Non è solo la guerra, cioè l’azione malevola e sanguinaria degli uomini a causare la morte, ma anche la natura, il diffondersi di una malattia infettiva. E davanti a tale pressione di morte, a tali situazioni estreme, non è così facilmente separabile il bene dal male. O meglio, esistono azioni buone ed azioni cattive, ma le persone che le compiono possono non esserlo fino in fondo, segnati da famiglie e da indoli diverse, che si realizzano nell’esercizio ossessivo del potere come Stefano, o nella disponibilità silenziosa all’accoglimento, ma anche al sacrificio, come Giulio.

Anna  sarà il personaggio chiave nel suo passare dall’uno all’altro, testimoniando in tale transito anche la comunicazione tra i poli distinti degli amici. Partendo dall’errore commesso rivelando ciò che è accaduto e che sarà fatale per il soldato giustiziato, Anna giungerà a soccorrere Giulio ammalato, che si accascerà a terra in un paesaggio innevato.

Anna nel film bacia Stefano e abbraccia Giulio. Non c’è gioco a tre, rivalità o altro. Si tratta di affetto tra tre parti di una stessa anima, questa è la magia quasi ipnotica del film. Mai nel film i personaggi assurgono ad un’autonomia tale da poter essere collocati in una dinamica drammaturgica classica: nessuna vera discussione, né conflitto, né contesa d’amore tra i tre. Sono uniti e distinti, e Anna è la mediatrice tra il tratto inquisitorio e sospettoso di Stefano e quello accogliente e protettivo di Giulio.

Il vero campo di battaglia a cui allude il film è allora l’anima (non vediamo mai una scena di guerra), le tante ferite a cui è sottoposta, le lacerazioni insanabili, le forme opposte in cui si può rispondere a tale dolore. I corpi feriti stanno lì per le anime che li abitano e che avrebbero bisogno di una parola che le sani piuttosto di una che le giudichi e le condanni, sprezzante della vita più di quanto non lo sia la guerra stessa.

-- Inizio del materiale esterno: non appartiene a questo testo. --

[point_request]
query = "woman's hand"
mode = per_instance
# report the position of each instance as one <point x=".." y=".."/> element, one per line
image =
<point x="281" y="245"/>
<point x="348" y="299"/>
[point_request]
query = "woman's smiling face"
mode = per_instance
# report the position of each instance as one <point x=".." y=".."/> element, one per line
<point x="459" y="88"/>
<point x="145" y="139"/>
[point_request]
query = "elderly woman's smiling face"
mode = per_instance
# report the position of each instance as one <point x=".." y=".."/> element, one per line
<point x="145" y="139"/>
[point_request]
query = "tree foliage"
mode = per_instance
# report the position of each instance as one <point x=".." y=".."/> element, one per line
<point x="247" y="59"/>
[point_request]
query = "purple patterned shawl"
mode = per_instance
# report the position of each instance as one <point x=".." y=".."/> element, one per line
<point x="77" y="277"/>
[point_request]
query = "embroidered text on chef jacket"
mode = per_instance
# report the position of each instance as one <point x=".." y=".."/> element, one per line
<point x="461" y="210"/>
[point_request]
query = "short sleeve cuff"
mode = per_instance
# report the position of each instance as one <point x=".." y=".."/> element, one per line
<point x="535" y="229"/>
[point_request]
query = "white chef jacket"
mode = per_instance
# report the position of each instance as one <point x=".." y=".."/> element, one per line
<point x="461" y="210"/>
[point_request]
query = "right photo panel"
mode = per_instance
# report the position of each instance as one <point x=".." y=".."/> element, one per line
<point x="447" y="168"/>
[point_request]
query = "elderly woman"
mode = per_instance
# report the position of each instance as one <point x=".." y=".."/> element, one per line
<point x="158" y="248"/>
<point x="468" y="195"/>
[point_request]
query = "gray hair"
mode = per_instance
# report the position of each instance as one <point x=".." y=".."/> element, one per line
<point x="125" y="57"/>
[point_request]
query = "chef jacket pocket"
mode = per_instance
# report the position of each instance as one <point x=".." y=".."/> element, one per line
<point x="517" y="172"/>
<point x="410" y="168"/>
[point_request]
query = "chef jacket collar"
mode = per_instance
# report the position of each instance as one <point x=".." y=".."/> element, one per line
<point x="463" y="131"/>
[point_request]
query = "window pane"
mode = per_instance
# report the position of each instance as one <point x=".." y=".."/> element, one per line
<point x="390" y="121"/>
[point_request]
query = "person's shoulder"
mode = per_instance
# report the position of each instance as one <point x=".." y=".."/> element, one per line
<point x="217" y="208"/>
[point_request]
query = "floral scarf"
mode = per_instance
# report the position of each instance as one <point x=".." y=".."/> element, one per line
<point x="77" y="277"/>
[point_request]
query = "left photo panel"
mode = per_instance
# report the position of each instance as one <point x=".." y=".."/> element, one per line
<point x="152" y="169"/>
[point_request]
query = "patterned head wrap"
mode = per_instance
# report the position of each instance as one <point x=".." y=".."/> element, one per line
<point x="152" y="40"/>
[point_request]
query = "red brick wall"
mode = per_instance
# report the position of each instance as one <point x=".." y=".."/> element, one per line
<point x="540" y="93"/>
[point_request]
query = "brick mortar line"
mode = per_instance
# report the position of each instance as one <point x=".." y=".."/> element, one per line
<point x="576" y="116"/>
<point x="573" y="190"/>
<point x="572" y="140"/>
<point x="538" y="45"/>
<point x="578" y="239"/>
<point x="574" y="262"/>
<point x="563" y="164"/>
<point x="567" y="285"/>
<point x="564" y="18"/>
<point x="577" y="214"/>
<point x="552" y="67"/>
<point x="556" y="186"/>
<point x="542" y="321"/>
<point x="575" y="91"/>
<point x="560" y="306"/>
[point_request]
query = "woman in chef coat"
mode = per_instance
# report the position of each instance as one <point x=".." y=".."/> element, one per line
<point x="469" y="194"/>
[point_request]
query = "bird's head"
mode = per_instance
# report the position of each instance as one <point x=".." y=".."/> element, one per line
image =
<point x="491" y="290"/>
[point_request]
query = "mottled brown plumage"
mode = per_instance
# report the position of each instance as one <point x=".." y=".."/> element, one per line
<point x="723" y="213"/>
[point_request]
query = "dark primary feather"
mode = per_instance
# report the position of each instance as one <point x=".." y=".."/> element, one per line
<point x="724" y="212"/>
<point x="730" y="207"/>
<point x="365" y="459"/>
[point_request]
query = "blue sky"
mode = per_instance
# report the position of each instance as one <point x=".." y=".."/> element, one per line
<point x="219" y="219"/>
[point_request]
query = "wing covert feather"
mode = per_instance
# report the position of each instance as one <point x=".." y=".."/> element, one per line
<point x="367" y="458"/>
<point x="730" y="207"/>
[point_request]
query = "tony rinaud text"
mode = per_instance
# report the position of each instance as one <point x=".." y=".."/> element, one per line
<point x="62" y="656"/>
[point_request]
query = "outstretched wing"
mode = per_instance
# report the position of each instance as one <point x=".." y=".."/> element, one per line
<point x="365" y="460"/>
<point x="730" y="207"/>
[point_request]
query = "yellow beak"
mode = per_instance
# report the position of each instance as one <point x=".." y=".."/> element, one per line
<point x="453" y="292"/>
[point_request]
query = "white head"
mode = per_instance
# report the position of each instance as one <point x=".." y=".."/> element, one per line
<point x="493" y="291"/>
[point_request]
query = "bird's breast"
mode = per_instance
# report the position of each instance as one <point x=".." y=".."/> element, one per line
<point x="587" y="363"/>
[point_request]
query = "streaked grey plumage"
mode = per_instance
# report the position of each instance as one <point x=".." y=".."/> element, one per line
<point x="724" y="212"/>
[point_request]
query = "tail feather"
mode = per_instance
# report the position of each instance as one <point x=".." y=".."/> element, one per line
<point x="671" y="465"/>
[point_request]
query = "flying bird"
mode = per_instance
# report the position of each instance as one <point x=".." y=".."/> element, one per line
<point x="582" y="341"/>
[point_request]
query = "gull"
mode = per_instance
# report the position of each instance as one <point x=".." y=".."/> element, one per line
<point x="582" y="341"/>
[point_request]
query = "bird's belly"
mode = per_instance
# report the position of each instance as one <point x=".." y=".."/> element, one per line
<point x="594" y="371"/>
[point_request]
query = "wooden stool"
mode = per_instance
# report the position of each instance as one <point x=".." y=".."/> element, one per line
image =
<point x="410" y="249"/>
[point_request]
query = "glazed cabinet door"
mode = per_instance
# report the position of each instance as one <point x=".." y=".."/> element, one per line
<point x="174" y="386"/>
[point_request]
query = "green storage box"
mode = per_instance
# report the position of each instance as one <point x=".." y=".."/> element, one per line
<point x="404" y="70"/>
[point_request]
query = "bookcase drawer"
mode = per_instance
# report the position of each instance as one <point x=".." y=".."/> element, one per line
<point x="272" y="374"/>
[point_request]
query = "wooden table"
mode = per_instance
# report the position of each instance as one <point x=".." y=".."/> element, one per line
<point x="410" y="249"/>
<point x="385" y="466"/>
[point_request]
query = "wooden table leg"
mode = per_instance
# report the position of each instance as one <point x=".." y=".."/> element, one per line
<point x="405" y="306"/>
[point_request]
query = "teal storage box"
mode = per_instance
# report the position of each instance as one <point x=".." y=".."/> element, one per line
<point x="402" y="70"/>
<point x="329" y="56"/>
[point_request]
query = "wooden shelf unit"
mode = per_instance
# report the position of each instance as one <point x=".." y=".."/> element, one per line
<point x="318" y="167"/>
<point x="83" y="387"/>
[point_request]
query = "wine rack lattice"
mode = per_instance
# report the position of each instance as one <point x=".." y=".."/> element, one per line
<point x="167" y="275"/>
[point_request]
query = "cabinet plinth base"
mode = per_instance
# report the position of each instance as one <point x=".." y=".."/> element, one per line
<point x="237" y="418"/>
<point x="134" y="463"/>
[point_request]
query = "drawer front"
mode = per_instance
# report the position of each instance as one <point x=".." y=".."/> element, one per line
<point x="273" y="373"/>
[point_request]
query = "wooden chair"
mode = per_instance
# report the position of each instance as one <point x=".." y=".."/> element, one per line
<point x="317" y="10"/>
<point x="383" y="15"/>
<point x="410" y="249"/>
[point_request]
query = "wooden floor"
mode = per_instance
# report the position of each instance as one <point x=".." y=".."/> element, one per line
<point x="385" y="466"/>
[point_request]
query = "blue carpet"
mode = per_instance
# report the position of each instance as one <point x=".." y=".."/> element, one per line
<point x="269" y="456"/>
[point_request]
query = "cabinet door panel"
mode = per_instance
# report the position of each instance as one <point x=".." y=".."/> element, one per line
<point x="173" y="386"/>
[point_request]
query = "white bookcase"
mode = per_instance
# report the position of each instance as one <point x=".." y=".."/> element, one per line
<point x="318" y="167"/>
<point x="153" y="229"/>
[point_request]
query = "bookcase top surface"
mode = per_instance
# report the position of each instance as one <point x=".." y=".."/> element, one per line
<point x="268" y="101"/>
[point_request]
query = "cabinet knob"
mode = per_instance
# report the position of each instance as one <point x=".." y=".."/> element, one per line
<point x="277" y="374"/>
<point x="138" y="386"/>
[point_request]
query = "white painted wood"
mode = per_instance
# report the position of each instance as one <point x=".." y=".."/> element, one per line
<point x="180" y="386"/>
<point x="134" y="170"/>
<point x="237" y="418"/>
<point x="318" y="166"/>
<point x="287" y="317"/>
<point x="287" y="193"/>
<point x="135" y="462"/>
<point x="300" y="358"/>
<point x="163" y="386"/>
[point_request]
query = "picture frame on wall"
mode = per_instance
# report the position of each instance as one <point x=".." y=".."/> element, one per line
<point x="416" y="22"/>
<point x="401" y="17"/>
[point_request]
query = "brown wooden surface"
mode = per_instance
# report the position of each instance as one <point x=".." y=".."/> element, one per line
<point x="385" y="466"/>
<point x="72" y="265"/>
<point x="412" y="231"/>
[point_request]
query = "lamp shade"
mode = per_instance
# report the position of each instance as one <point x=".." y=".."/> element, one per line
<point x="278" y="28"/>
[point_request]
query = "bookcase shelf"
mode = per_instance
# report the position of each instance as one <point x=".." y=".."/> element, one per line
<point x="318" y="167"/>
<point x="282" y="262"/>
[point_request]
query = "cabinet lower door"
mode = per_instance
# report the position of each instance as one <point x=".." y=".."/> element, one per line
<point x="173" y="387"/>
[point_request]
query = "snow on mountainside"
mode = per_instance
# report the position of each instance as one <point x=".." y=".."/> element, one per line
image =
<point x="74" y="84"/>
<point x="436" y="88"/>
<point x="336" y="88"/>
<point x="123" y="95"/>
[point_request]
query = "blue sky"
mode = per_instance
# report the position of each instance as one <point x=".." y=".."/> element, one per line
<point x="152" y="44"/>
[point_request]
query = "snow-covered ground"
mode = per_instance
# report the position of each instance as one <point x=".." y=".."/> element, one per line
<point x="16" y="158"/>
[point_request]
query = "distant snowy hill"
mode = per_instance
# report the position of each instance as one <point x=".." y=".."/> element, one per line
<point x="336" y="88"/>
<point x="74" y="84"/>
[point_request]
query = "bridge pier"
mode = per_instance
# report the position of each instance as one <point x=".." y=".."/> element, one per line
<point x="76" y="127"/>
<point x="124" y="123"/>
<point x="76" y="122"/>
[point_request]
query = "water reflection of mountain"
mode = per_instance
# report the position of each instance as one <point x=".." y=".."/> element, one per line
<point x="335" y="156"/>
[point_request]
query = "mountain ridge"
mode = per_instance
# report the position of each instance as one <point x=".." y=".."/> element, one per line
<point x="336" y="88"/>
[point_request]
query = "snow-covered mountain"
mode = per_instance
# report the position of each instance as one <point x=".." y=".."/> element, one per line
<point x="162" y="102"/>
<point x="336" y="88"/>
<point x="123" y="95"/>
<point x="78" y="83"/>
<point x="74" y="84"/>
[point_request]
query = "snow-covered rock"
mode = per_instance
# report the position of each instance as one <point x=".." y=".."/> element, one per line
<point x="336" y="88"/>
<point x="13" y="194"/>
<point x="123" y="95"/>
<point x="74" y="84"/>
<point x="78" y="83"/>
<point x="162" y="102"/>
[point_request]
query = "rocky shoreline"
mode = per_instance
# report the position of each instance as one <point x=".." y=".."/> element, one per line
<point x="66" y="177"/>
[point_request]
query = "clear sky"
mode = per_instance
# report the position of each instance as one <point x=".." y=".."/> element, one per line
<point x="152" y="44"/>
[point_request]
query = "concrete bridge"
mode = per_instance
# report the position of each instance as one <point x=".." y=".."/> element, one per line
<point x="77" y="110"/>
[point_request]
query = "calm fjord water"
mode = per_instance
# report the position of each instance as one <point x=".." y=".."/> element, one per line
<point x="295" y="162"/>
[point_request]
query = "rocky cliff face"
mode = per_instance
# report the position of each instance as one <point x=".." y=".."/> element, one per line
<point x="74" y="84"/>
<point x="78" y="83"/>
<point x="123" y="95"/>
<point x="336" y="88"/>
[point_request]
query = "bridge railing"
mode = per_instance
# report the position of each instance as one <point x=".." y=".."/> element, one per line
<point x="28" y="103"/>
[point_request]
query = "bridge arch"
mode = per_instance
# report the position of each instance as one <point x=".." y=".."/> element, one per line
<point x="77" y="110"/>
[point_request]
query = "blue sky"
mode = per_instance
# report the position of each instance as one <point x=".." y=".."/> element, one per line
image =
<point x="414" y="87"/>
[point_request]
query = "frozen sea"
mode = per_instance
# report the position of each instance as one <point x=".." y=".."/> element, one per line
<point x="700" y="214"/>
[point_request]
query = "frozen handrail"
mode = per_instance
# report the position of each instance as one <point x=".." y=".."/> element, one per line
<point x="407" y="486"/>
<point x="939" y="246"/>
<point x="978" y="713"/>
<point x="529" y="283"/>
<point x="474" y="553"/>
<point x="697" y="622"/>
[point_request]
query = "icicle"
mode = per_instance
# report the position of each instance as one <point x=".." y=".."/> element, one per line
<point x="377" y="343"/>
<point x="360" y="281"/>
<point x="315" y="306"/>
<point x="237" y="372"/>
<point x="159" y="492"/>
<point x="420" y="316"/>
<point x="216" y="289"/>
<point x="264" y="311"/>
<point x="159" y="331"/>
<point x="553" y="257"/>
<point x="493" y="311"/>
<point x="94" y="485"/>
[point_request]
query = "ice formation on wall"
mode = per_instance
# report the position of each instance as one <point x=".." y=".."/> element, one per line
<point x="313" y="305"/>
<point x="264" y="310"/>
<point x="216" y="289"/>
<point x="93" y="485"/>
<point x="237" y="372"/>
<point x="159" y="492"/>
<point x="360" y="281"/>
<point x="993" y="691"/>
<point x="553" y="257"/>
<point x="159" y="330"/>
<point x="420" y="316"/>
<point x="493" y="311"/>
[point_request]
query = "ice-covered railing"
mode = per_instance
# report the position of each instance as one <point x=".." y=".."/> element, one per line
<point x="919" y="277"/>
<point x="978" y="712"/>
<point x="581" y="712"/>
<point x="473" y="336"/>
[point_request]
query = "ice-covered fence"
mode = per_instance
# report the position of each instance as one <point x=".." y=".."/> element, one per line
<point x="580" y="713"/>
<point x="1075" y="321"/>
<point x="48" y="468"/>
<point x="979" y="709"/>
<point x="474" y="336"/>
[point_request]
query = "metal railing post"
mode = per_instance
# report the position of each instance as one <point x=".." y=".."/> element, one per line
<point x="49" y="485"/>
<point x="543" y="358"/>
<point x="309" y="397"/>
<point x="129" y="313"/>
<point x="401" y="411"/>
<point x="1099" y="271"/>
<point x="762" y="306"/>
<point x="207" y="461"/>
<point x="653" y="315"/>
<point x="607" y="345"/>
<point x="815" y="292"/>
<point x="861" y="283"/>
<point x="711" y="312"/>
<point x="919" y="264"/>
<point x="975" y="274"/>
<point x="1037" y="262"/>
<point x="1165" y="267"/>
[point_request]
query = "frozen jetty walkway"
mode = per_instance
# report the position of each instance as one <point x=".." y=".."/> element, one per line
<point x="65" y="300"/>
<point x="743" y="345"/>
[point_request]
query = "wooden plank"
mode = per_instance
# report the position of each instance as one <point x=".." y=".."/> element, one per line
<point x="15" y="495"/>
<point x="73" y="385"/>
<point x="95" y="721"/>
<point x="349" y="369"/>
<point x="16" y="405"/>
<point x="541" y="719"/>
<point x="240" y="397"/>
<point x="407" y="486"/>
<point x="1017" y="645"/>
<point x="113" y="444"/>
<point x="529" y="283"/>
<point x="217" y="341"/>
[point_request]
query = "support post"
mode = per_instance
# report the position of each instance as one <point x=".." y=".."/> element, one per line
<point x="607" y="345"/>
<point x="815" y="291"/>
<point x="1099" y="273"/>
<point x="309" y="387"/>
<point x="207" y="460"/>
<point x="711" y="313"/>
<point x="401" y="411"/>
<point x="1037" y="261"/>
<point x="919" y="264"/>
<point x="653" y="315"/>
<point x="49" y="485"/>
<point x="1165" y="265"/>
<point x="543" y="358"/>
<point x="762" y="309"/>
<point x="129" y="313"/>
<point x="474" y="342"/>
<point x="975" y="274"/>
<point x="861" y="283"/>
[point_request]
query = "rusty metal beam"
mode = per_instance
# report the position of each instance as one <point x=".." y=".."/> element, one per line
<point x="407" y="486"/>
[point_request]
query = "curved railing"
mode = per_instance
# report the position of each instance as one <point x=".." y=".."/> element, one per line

I primi piani dei volti dei tre amici, contrapposti ai primi piani dei feriti, dei malati, di chi chiede aiuto tra la popolazione civile, restituiscono la rappresentazione della vita umana come gran teatro del dolore in cui al fondo sembra nessuno riesca a sfuggire. Questo teatro il film lo restituisce in una forma potentemente astratta capace di interiorizzare ed universalizzare tutto il dramma sociale e storico, e di renderlo quindi attuale. In questo sta la grande forza del film di Gianni Amelio, quella di parlarci dell’allora ma anche dell’ora, di parlarci dell’ora (guerre, pandemie) attraverso l’allora.

Campo di battaglia. Regia: Gianni Amelio; sceneggiatura: Gianni Amelio, Alberto Taraglio; fotografia: Luan Amelio Ujkaj; montaggio: Simona Paggi; musiche: Franco Piersanti; interpreti: Alessandro Borghi, Gabriel Montesi, Federica Rosellini, Giovanni Scotti, Vince Vivenzio, Alberto Cracco, Luca Lazzareschi, Maria Grazia Plos, Rita Bosello; produzione: Kavac Film, IBC Movie, One Art, Rai Cinema; distribuzione: 01 Distribution; origine: Italia; durata: 103’; anno: 2024.